"What a pity it is that our legislators do not realize that woman's place is in the House as well as the home!"
Suffragette pamphlets and newspapers frequently engaged directly with oppositional viewpoints. These writings took great care in first presenting anti-suffrage arguments in their own words and then deconstructively revealing the contradictions contained within them. Pamphlets printed largely for distribution and for the purposes of converting others to the cause tended to strike a meticulous and measured balance between situating themselves knowledgably on the ground of their opponents and emphatically undermining these same foundational premises, pointing to logical fallacies through rhetorical questions.
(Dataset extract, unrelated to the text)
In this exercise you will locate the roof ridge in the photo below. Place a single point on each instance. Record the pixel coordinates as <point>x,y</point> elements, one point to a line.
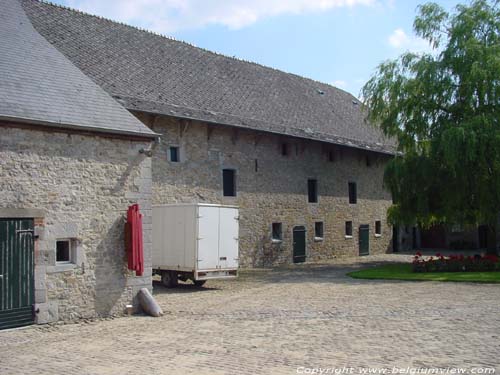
<point>190,44</point>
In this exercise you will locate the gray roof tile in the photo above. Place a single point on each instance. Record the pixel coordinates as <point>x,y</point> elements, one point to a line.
<point>39,85</point>
<point>149,72</point>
However, in columns such as the recurrent "Anti-Opinions" series in Votes for Women, the "kindred spirits" addressed likely already subscribed to suffragette viewpoints. In these publications, humor emerges alongside more serious forms of persuasion as a prominent verbal resistance tactic. Establishing a connection with these readers more often employed healthy doses of sarcasm alongside logical dissections of the various conservative arguments presented by the reporter.
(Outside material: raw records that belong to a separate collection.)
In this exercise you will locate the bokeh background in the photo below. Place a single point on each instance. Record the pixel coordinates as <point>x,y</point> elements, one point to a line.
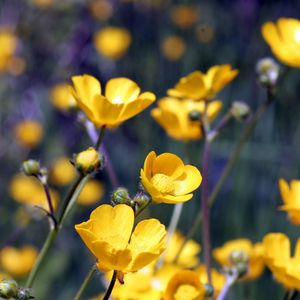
<point>166,40</point>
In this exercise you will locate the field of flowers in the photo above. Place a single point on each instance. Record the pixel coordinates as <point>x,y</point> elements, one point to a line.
<point>149,150</point>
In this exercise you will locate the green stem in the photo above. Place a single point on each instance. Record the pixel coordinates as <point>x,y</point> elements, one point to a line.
<point>86,282</point>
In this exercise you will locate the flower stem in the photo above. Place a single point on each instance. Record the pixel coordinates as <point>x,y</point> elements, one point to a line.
<point>85,282</point>
<point>111,286</point>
In this particular "Anti-Opinions" column, found in the December 14, 1912 issue of the newspaper, quippy retorts to the "'Anti' muddle" abound, arguing on behalf of women's participation in both local and national government, more equitable parenting models, and equality of economic opportunity. "To Be Good Citizens" skewers points made by Lady Jersey, ironically deemed "illuminating," that participating in lawmaking was a small, insignificant portion of citizenship and that "every woman could [instead] do her part in carrying out laws which existed already." The reporter responds "No doubt! So could men, but one can hardly imagine Lady Jersey recommending their disenfranchisement on that account," and editorializes with tongue-in-cheek that "no explanation was forthcoming as to why men had ever troubled to fight for the vote if it meant nothing now they had won it."
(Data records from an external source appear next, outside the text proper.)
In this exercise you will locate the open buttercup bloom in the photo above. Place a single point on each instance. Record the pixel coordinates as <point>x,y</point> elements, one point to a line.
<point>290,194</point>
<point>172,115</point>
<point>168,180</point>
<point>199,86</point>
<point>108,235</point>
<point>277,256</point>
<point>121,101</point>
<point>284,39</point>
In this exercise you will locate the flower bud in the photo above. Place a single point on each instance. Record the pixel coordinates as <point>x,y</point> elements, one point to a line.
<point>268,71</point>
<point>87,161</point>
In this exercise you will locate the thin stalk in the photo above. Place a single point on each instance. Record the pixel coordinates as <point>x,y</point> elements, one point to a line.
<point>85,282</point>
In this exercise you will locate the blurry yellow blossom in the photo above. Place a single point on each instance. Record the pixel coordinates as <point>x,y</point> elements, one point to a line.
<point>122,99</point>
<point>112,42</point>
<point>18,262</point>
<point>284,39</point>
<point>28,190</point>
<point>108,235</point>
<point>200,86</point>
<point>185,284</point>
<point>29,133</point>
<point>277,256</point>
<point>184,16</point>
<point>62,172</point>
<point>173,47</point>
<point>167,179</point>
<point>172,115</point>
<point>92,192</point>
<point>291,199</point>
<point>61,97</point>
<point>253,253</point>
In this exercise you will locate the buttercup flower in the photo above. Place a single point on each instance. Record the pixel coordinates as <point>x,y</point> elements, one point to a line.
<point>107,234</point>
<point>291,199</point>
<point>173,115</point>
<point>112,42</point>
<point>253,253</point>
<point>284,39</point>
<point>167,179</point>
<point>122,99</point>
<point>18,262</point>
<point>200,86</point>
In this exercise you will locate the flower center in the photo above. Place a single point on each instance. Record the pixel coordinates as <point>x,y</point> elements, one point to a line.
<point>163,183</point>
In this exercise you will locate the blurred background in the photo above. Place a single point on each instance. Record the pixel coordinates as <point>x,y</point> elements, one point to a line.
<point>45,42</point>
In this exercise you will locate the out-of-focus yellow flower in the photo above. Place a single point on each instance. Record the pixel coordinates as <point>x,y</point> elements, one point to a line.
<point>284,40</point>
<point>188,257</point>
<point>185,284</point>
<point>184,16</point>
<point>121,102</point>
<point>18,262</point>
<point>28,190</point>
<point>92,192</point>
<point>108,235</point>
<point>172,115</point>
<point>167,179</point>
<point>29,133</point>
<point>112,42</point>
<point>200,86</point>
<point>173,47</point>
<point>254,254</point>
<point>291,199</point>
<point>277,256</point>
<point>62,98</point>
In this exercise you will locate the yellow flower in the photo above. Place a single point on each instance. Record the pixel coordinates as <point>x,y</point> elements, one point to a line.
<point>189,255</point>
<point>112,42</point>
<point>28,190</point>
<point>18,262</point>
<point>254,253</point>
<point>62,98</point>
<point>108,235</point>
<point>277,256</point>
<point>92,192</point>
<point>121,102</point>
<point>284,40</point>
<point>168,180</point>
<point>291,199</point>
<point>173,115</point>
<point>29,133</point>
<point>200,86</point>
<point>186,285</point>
This recurrent strategy of replacing an argument about women with the same argument but applied to men highlights the absurdity of such thinking. In a spotlight on Sir James Barr's remarks regarding the responsibility of women for furthering the race through an understanding of "nature's laws," amusingly entitled "Always the Mother's Fault," the anonymous author similarly critiques the double standard that does not deem it "necessary to preach to fathers as well as mothers on their duty." By contrast, "Who Cooks the Dinner?" jokingly adopts traditional arguments about women's innate domesticity while ventriloquizing similar arguments about male incompetence in this sphere, pointing to the House of Commons' recent bungling of a "change in the catering department" and punnily lamenting that "our legislators do not realize that woman's place is in the House as well as the home!"
This shuttling between a rearticulation of and logical deconstruction of "Anti-Opinions" requires both a parodic assumption and inversion of traditional stances on gender roles. This strategy illustrates how the suffragettes used humor as a cathartic form of self-distancing resistance to patriarchal rhetoric. It also illuminates writing itself as a crucial tool for undermining the system from within.